Já existia o plateau,
todavia sem a designação francófona trazida pelos caboverdianos
regressados - ou vindos pela primeira vez à terra dos antepassados
ilhéus-, no período pós-independência, de Dakar, de Abidjan e de outras
urbes da terra firme africana vizinha.
Já existia o plateau,
dizíamos, todavia sem a apoteose onomástica de ser a parte alta da
cidade da Praia de Santa Maria da Esperança e da Vitória.

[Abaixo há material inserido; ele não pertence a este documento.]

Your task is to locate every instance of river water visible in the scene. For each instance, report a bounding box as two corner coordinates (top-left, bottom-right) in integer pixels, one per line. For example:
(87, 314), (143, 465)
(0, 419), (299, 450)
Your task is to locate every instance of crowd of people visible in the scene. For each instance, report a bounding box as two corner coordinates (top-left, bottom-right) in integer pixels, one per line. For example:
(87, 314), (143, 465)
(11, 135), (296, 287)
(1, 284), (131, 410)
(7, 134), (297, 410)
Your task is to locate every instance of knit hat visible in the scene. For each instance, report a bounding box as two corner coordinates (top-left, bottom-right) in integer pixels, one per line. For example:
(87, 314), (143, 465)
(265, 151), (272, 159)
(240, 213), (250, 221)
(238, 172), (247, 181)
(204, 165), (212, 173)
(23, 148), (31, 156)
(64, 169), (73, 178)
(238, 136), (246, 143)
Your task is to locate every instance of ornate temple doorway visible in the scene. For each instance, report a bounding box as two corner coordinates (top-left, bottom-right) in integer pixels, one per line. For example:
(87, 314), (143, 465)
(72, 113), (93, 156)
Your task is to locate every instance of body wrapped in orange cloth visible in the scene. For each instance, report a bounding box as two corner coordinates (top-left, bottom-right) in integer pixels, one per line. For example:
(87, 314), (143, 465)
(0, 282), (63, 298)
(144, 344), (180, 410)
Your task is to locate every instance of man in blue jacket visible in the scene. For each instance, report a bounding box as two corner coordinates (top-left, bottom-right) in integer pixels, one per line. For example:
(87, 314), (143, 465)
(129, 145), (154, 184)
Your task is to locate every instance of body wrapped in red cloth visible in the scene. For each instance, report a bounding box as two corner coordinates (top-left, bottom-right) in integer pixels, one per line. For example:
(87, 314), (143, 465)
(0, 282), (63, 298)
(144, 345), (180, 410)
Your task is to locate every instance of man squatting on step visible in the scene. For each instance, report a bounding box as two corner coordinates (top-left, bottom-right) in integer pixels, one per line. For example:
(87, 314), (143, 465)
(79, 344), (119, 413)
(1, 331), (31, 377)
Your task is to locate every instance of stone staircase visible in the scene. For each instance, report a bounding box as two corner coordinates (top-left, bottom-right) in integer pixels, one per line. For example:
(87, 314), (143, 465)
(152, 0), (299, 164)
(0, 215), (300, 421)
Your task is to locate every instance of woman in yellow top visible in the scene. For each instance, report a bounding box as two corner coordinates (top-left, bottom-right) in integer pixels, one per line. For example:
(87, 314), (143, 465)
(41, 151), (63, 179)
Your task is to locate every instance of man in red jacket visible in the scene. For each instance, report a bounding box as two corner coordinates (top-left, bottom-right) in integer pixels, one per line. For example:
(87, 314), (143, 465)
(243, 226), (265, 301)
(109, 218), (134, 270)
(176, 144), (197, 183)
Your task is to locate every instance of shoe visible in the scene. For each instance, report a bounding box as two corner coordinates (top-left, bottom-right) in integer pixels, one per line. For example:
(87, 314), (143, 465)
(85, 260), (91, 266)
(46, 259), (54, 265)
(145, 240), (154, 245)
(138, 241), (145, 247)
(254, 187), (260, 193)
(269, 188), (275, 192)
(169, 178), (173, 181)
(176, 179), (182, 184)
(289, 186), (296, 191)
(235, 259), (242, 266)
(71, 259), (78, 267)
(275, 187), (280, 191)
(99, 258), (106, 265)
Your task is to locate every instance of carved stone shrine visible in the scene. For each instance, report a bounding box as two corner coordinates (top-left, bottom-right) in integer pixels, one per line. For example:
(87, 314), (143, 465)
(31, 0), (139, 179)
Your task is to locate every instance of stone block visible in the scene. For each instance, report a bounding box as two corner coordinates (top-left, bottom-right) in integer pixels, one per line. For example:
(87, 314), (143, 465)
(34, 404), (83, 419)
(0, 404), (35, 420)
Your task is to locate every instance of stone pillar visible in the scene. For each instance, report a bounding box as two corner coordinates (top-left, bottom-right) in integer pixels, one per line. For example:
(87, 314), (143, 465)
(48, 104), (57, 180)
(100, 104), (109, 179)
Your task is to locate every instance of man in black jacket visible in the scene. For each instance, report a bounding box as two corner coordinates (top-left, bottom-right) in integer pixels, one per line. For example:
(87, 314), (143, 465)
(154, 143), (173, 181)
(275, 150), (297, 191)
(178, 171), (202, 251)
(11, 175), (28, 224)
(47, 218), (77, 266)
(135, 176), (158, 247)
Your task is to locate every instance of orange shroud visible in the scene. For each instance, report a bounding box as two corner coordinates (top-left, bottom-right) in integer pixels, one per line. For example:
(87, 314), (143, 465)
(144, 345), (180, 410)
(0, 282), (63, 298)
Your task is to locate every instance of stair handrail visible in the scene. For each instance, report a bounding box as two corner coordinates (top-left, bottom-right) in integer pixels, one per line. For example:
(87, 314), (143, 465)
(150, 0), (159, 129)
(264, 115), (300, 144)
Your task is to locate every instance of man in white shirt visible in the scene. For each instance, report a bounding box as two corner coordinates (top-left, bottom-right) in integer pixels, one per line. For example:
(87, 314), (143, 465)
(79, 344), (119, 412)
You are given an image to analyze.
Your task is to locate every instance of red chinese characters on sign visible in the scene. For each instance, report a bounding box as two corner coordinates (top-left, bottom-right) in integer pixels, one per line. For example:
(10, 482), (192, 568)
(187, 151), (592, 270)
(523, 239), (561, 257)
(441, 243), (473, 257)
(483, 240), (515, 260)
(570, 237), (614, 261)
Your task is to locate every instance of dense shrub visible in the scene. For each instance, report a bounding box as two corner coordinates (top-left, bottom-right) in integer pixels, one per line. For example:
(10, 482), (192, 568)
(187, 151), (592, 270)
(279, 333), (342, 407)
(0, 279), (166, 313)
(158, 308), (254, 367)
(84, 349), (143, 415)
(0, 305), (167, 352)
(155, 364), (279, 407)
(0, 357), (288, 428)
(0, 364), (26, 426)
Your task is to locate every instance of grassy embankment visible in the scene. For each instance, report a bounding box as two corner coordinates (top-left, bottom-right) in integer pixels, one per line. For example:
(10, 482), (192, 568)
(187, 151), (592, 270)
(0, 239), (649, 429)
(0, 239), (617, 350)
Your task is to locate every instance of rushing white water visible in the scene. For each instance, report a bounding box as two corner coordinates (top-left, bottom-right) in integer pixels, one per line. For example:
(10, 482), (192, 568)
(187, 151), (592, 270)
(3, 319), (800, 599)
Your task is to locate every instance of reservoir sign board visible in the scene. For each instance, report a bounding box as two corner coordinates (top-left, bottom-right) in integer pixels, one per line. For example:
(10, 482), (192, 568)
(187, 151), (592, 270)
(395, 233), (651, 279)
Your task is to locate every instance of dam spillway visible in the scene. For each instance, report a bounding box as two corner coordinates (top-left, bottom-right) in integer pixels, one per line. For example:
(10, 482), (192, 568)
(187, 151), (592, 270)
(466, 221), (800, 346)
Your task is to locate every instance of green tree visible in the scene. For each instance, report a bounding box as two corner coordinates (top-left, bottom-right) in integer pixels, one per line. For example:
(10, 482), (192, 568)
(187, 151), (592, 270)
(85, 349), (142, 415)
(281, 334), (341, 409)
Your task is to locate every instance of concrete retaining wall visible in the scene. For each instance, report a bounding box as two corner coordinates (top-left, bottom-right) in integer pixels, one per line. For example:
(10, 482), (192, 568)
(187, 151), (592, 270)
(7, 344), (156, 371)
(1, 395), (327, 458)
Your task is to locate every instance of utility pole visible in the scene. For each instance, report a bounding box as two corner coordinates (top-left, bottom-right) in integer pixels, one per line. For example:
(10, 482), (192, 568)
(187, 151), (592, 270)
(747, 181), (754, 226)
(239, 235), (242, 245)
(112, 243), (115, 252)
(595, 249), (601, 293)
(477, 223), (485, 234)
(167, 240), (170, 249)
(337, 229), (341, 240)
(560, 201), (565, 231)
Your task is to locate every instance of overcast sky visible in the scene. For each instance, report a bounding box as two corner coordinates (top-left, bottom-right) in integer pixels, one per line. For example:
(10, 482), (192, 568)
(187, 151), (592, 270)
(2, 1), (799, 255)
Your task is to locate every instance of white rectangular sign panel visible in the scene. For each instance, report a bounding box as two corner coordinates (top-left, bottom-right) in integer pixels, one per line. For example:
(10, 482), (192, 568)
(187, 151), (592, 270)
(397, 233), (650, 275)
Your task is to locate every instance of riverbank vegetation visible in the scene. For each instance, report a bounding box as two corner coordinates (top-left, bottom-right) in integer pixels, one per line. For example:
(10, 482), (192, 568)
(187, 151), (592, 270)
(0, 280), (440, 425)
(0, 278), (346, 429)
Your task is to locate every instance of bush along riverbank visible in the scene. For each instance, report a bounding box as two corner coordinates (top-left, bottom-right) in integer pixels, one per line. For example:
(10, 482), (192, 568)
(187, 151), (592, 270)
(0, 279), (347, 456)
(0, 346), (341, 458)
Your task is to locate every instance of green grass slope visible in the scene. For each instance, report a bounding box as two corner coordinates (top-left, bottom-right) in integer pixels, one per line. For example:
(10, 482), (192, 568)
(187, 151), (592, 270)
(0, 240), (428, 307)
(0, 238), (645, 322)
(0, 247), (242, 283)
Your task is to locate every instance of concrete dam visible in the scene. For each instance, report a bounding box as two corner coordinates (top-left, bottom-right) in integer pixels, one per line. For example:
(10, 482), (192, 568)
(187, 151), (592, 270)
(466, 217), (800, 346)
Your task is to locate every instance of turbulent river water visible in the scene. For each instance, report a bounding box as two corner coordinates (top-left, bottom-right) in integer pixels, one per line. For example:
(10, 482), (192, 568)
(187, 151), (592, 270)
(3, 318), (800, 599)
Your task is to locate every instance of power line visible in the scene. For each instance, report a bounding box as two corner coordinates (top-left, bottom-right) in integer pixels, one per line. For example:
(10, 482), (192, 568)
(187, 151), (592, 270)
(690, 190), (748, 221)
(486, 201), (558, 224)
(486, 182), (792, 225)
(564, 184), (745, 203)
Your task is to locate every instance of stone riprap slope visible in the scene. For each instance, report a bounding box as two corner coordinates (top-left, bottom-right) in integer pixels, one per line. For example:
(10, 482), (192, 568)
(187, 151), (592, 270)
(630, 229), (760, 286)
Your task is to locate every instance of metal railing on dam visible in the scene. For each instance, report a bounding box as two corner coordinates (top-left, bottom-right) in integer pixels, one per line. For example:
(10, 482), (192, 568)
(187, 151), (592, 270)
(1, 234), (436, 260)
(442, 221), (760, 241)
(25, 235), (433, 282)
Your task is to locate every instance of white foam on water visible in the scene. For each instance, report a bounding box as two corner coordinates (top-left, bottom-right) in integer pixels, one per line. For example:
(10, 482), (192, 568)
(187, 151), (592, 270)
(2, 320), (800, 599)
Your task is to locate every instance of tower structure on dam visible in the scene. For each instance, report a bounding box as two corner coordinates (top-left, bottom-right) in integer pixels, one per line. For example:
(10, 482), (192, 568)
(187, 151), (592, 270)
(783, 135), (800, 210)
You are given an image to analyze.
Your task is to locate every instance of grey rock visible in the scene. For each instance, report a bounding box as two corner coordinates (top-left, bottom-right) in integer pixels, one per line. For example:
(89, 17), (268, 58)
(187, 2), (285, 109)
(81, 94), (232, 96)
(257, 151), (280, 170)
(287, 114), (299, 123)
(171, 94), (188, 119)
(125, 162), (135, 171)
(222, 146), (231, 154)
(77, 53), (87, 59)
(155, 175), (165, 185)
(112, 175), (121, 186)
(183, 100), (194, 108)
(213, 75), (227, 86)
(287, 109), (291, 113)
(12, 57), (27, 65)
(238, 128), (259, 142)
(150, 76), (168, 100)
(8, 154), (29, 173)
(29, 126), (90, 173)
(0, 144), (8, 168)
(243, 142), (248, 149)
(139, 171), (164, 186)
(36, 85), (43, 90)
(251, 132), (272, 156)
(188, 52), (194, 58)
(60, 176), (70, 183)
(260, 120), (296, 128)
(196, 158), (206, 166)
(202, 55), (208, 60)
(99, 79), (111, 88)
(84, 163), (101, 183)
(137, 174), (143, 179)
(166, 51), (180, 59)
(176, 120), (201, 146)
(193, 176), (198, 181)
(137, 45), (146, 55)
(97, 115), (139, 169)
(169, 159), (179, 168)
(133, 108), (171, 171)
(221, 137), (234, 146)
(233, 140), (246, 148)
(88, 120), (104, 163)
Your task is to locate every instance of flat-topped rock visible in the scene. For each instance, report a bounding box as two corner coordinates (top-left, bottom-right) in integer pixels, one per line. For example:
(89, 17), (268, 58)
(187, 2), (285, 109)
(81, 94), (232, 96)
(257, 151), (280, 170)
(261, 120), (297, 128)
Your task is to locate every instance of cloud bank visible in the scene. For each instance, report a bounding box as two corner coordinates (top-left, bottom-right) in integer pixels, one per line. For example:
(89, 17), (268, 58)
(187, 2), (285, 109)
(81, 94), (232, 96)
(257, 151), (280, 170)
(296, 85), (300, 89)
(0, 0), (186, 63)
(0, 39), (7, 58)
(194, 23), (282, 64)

Já existia pois a cidade alta do
plateau. Todavia, sem alguns atributos futuros, ademais precocemente
despojado de alguns signos de saber e do sagrado de uma capitalidade
digna desse nome como o seu Liceu Nacional ou as pedras episcopais de
uma Sé Catedral, todavia detentora do monopólio todo e inteiro de
ser a cidade, a única, da Praia, a Riba-Praia, a cidade capital da
colónia/província, com o seu Palácio do Governador, a sua Igreja Matriz
(entretanto, a Catedral-símbolo da Diocese de Santiago de Cabo Verde
ia-se definhando com as ruínas da Cidade Velha), a sua Praça Grande, os
seus Paços do Concelho, o seu Quartel de Artilharia, as suas lojas, as
suas repartições públicas, as residências dos altos funcionários do
Estado, a sua Escola Grande, o seu Teatro Maria Pia (demolida mais tarde
para dar lugar ao caixão avarandado que responde por Teatro Municipal da
Praia e cujo projecto arquitectónico foi encomendado a um engenheiro
metropolitano em missão na província), a sua Biblioteca/Museu Municipal,
entre outros edifícios públicos mais vistosos.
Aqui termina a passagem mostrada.